A:.The constant-temperature method fundamentally works as follows. There are two sensors constructed of reference-grade platinum. The two RTD’s are clad in a protective 316 SS sheath and are driven by a proprietary sensor drive circuit. One of the sensors is self-heated (flow sensor), and the other sensor (temperature/reference sensor) measures the gas temperature. As gas flows by the heated sensor (flow sensor), the gas molecules carry heat away from the surface of the sensor, and the sensor cools down as it loses energy. The sensor drive circuit replenishes the lost energy by heating the flow sensor up until it is a constant temperature differential above the reference sensor. The electrical power required to maintain a constant temperature differential is directly proportional to the gas mass flow rate.

The constant-temperature method in contrast to the constant-current method of measurement has a much faster response time to flow changes (typically one second versus 15 seconds), improved temperature compensation, greater sensitivity at the low end (can resolve mass velocity as low as 10 SFPM versus 45 SFPM), and lower-power dissipation (typically six watts versus 16 watts).

The main advantage of the constant-current method is that it can be used as a liquid-level switch whereas the constant-temperature method cannot.

Q: Beyond gas measurement, what other applications are thermal meters particularly well suited for?

A: Thermal meters are primarily used to measure the mass flow rate or consumption of gases or absence of gas flow rate for leak detection (the technology can also measure gas temperature).
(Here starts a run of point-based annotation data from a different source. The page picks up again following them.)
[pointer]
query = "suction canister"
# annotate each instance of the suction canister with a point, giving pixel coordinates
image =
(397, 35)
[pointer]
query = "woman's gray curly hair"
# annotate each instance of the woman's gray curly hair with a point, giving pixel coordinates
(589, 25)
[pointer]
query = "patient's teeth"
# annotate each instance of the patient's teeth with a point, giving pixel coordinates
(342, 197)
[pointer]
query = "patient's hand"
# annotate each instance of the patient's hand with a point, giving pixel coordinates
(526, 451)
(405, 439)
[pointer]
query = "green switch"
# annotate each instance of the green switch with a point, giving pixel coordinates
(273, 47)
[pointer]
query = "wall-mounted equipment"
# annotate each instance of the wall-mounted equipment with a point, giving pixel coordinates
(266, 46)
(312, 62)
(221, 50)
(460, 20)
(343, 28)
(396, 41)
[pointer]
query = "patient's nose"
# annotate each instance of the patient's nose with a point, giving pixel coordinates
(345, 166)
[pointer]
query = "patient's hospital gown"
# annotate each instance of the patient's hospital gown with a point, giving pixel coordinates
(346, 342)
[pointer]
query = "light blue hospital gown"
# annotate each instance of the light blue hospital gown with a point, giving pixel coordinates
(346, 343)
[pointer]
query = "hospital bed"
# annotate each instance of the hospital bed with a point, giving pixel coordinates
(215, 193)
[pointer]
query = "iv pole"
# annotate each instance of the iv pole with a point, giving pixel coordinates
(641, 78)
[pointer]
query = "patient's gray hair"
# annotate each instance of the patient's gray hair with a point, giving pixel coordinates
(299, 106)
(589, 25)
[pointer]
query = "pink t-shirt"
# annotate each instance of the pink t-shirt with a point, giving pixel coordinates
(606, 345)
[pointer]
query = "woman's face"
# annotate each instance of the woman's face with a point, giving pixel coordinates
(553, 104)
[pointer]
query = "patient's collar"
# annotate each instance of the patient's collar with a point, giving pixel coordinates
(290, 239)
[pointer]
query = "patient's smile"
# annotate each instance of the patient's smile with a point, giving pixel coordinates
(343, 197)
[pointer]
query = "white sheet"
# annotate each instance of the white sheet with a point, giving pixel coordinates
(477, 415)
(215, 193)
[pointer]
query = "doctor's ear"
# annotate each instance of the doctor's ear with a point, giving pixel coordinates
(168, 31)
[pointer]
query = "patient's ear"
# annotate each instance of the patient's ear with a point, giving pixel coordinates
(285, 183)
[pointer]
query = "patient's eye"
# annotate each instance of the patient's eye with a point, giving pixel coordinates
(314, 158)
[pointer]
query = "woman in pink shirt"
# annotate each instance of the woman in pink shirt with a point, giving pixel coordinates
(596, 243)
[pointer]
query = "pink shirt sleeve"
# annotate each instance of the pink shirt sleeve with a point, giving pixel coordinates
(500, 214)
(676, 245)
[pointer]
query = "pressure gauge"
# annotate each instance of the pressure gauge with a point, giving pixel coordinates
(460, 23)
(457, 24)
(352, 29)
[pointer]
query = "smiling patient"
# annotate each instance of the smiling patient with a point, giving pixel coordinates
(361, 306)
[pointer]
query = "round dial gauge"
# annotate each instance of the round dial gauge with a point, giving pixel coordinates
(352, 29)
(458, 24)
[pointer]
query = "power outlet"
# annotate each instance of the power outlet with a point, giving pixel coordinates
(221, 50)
In addition, the constant-current method can also monitor liquid level (level switch).

Q: From a user’s perspective, what are some of the key features to look for in a thermal meter?

A: A thermal meter should have a large, backlit, easy-to-read display of mass flow rate total and temperature. It should provide a large variety of insertion of inline styles for pipes from 3/8” to 36 inches. The inline styles should be provided with flow conditions to optimize accuracy when there is limited straight run. Convenient mounting hardware should be made available for the insertion styles, and a variety of fittings (NPT, flanges) should be made available for the inline styles. A choice of 24V DC, 115V AC and 230V AC power should also be provided. General-purpose and explosion-proof options should be available, as well as integral and remote options.

The meter should have isolated outputs of 4-20 mA flow rate (and optionally temperature) and configurable relay outputs for pulsed outputs of total and/or setting high or low alarms for flow rate. In addition, the ability to remote the meter hundreds of feet away without any error (lead length compensated) is a big advantage, and the newest class of meters offers this. Also, the meter should have extraordinary temperature compensation so that the meter accurately reads gas mass flow rates even if there are wide variations in process temperature. It should have a user-friendly menuing system that is field rangeable either through keypad or laptop, allowing the user to modify full-scale settings, units of measurement, pipe area, signal filtering, decimal point selection, and so forth. The menuing system should also provide on-command diagnostics with the ability to check sensor performance and functionality. And in many applications it is beneficial to have multiple calibrations built into one meter where the user can select the channel of interest.

Finally, the software to run the system should be furnished at no cost.